Wir auch nicht, nach einer knappen halben Stunde stand uns der Sinn nach einer Aufwärmstube. Ganz neu am Markt – im wahrsten Sinne des Wortes – bot sich das Augustiner-Brauhaus an. Beheimatet in der vormaligen HypoVereinsbank, präsentiert sich das Lokal riesig und gemütlich und so, als wäre es schon immer dagewesen (außerdem zeigt es an seinen Wänden viele alte Leipzig-Postkarten als Großreproduktionen, auch selten gesehene*). Uns erinnerte der Augustiner an den Thüringer Hof und den Ratskeller. Sein Freisitz wird bei Plusgraden garantiert keine ruhige Ecke sein.
Die Passage „Der große Joachimsthal“ zwischen Hain- und Katharinenstraße hat beinahe immer die Ruhe weg, die Ritter- und die Burgstraße ebenso.

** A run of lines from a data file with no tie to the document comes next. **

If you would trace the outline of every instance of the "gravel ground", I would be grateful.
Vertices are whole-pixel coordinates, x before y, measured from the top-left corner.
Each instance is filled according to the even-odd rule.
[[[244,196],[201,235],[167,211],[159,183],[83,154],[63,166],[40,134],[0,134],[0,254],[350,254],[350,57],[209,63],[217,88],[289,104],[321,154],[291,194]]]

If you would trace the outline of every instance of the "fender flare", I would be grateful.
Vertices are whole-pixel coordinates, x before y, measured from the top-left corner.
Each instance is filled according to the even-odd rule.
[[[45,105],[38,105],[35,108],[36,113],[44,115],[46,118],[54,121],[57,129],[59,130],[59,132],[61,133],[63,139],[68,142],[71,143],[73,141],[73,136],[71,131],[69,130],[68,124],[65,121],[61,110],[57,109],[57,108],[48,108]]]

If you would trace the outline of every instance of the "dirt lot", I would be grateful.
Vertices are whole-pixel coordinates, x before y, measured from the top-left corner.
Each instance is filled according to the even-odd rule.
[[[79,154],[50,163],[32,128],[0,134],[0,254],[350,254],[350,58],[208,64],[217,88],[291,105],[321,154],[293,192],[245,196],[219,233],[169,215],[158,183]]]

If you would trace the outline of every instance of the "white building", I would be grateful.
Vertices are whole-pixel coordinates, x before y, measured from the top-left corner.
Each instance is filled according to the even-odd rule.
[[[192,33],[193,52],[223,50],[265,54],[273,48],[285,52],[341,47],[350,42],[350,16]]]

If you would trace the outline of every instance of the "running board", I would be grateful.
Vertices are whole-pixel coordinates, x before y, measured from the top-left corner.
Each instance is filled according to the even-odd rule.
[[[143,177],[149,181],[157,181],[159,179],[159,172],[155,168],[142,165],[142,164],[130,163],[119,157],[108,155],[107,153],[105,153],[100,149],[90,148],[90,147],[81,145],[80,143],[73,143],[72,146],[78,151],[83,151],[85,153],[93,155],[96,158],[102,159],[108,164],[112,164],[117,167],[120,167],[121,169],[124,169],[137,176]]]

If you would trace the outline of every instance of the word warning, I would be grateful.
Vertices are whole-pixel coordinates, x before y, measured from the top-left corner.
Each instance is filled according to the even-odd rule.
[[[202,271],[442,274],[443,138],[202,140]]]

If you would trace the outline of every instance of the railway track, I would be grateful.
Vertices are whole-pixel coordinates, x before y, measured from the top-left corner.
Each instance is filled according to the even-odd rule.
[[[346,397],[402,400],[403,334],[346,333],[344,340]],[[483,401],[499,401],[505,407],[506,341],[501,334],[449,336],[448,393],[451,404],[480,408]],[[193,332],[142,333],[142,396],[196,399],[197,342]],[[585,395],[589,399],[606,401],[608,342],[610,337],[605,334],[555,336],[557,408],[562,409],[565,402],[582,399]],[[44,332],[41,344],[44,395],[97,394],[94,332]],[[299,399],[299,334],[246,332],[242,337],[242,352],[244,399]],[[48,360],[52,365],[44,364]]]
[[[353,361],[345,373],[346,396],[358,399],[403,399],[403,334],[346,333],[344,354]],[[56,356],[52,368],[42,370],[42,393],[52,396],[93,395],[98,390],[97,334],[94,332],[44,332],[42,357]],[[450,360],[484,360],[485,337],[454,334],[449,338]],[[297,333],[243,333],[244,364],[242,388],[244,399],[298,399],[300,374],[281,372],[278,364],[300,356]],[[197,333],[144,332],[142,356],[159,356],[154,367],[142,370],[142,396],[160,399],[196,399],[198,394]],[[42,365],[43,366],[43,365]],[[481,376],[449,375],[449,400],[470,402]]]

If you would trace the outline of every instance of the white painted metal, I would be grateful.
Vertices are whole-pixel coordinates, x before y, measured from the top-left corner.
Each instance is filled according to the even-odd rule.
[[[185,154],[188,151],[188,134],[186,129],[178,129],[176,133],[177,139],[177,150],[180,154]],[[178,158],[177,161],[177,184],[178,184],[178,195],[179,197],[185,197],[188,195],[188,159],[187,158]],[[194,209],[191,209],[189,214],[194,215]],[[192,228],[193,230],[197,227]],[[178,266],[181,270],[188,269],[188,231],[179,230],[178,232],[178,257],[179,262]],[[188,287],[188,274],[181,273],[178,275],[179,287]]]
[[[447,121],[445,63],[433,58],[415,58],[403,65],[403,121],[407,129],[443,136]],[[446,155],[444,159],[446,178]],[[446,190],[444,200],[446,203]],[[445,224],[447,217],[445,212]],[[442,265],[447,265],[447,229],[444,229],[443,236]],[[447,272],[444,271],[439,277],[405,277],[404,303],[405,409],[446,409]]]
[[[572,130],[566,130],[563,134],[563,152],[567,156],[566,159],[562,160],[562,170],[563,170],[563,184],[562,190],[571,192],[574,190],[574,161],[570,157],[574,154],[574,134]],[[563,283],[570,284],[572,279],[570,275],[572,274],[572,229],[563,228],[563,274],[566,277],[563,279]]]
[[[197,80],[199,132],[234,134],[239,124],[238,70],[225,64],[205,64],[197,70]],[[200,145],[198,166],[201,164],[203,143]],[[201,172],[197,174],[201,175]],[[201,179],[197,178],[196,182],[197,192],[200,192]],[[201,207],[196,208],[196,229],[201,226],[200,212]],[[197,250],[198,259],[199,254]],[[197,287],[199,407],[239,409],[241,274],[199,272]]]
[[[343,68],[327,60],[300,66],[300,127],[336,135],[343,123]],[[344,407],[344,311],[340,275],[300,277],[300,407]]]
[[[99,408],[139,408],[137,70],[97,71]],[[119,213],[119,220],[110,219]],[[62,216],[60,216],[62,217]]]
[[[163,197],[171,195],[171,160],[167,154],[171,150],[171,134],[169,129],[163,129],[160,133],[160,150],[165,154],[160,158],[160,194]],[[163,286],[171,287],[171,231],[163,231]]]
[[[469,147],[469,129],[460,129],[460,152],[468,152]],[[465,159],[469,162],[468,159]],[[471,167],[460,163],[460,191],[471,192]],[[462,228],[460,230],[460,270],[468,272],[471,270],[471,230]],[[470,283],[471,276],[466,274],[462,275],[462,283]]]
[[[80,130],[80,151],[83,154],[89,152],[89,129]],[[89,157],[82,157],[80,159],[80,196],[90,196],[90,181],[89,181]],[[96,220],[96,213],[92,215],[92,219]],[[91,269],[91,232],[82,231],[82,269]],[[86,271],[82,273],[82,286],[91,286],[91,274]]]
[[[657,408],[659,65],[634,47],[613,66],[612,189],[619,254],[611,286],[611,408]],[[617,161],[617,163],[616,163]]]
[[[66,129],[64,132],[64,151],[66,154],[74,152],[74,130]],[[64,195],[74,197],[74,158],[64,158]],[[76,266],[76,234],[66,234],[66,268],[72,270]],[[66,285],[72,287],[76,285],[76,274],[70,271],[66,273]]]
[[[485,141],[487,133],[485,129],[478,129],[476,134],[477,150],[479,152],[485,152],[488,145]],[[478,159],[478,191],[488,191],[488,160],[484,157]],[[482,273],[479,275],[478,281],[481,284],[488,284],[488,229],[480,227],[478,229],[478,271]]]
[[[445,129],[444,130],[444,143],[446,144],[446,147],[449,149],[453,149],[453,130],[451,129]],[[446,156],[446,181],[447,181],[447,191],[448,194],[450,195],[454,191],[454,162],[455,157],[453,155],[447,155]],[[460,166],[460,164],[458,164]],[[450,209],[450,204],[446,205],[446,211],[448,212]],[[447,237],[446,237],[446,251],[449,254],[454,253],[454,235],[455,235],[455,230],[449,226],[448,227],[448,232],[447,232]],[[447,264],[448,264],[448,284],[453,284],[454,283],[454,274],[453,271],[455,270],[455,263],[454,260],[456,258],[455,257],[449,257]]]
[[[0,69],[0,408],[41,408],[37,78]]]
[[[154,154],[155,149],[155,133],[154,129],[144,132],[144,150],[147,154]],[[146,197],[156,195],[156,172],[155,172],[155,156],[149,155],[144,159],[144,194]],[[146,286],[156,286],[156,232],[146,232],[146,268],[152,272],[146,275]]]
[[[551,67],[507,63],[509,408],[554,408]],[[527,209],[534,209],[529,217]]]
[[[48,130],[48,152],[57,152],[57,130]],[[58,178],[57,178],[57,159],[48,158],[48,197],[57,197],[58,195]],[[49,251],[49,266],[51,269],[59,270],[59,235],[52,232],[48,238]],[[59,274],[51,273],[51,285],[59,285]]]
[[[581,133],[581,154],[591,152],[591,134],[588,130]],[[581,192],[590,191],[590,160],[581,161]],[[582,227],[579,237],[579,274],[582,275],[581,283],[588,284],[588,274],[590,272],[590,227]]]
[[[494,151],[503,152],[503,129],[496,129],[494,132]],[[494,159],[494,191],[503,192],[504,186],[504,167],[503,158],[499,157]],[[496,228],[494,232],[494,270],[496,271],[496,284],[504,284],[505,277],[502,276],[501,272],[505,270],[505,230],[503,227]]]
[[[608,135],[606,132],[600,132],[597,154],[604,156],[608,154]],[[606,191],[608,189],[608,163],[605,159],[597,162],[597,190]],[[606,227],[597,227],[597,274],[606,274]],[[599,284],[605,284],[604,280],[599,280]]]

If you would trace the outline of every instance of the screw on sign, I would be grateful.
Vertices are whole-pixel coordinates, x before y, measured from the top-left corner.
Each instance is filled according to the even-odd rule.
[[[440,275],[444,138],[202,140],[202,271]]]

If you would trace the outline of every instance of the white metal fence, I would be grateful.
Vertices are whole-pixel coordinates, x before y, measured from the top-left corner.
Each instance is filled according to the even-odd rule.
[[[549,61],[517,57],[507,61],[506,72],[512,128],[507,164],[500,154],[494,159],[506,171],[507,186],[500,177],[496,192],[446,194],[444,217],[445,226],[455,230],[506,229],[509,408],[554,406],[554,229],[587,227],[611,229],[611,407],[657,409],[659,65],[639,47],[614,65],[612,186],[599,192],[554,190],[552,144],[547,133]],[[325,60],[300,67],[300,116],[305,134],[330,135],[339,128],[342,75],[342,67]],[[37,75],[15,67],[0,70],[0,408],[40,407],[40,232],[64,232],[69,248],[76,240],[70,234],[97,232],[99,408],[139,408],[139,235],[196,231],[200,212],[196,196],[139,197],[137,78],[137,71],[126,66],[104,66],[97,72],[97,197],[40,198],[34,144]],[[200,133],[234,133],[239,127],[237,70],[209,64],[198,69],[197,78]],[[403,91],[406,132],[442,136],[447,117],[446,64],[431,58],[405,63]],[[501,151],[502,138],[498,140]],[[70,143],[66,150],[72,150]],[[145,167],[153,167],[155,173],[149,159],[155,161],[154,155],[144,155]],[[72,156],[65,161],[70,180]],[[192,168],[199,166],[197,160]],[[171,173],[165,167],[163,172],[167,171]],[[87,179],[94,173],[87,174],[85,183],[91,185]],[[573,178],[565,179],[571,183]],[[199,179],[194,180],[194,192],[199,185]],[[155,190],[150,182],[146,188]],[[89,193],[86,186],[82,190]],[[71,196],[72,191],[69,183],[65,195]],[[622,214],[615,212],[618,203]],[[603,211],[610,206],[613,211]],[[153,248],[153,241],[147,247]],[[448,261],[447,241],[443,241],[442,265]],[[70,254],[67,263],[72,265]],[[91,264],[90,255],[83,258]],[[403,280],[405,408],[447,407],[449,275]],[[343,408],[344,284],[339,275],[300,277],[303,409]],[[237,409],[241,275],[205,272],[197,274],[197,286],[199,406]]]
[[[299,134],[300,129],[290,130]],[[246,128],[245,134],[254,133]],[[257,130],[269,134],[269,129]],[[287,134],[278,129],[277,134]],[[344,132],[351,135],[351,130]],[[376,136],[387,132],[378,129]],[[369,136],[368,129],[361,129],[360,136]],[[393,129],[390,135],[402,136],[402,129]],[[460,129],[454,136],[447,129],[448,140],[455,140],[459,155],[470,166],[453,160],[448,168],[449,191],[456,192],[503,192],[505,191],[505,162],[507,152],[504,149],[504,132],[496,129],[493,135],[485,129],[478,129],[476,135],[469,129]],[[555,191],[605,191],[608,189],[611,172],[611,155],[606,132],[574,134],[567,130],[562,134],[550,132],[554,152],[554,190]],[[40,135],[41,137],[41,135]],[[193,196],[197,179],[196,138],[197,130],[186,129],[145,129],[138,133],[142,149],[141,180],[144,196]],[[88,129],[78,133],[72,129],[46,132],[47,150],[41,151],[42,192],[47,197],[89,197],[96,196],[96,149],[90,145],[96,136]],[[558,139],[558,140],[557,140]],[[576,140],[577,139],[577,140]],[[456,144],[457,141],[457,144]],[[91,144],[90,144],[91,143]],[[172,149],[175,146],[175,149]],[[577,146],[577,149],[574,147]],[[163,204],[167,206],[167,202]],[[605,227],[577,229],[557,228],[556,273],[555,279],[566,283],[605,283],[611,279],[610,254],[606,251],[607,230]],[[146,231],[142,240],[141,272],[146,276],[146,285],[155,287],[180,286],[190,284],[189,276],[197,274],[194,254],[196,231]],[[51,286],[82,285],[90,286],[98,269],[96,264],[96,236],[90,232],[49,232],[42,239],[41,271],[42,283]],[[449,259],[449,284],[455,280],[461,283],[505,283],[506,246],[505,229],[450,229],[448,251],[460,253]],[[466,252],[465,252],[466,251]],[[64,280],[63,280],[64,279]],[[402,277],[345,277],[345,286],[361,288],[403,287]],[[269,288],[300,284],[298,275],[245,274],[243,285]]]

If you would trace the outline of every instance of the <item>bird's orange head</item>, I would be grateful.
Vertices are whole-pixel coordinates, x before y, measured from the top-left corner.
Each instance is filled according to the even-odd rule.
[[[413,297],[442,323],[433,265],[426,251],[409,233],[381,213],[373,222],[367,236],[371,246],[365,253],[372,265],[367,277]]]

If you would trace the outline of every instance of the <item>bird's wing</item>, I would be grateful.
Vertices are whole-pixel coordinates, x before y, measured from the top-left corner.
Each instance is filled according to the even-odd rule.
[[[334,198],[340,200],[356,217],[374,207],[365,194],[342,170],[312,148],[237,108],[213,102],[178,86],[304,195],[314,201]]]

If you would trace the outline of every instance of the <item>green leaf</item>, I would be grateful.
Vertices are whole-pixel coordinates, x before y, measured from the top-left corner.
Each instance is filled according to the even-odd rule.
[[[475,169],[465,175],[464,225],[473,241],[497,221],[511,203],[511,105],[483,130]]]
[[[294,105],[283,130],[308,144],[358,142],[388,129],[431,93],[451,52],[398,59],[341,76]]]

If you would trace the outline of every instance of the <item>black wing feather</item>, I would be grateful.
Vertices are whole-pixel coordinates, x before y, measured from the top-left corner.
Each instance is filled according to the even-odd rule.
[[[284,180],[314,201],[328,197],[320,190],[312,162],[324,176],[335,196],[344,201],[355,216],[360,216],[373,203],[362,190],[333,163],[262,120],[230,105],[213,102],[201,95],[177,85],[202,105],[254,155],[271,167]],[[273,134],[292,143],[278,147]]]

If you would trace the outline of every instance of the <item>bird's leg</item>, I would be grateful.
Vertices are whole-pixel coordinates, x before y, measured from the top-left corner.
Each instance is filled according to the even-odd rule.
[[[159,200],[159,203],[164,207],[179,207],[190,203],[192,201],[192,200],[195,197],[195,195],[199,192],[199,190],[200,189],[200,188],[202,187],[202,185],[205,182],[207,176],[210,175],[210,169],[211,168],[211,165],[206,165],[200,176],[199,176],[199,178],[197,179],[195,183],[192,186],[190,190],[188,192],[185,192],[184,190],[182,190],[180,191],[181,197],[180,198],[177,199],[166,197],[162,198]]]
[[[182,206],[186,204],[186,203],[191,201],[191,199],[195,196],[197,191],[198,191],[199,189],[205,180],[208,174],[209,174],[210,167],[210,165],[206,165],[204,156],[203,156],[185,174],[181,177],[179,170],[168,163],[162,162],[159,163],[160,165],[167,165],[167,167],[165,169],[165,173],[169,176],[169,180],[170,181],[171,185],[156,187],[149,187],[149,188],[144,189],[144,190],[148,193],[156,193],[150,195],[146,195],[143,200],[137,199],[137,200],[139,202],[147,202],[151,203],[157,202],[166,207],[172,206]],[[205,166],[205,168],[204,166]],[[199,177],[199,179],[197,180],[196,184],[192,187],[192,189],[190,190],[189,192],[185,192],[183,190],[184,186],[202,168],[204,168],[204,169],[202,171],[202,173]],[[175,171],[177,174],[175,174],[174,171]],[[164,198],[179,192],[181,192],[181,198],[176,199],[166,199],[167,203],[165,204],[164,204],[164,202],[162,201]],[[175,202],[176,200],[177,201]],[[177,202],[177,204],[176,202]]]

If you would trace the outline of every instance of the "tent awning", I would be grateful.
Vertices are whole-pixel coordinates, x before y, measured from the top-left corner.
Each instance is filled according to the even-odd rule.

In letzterer, dort, wo der Maat vor einiger Zeit den Zweitausendeins-Laden abgelöst hatte, macht sich gerade Zalando bereit. Wir staunten, denn wir hatten nicht erwartet, dass dieser über lange Jahre defizitäre Stiefelversand einmal zum stationären Händler werden würde.
Ruhig und leer erlebten wir am vergangenen Sonntag sogar Reichsstraße und Naschmarkt, Petersstraße und Neumarkt – Orte, an denen sonst Gewühle herrscht. Nichts gegen Gewühle, das strahlt Leipziger Lebendig- und Geschäftigkeit aus, dennoch freuen wir uns mittlerweile auch regelmäßig über Ruhe – ein sonniger Sonntag mit Minusgraden ist da genau das Richtige!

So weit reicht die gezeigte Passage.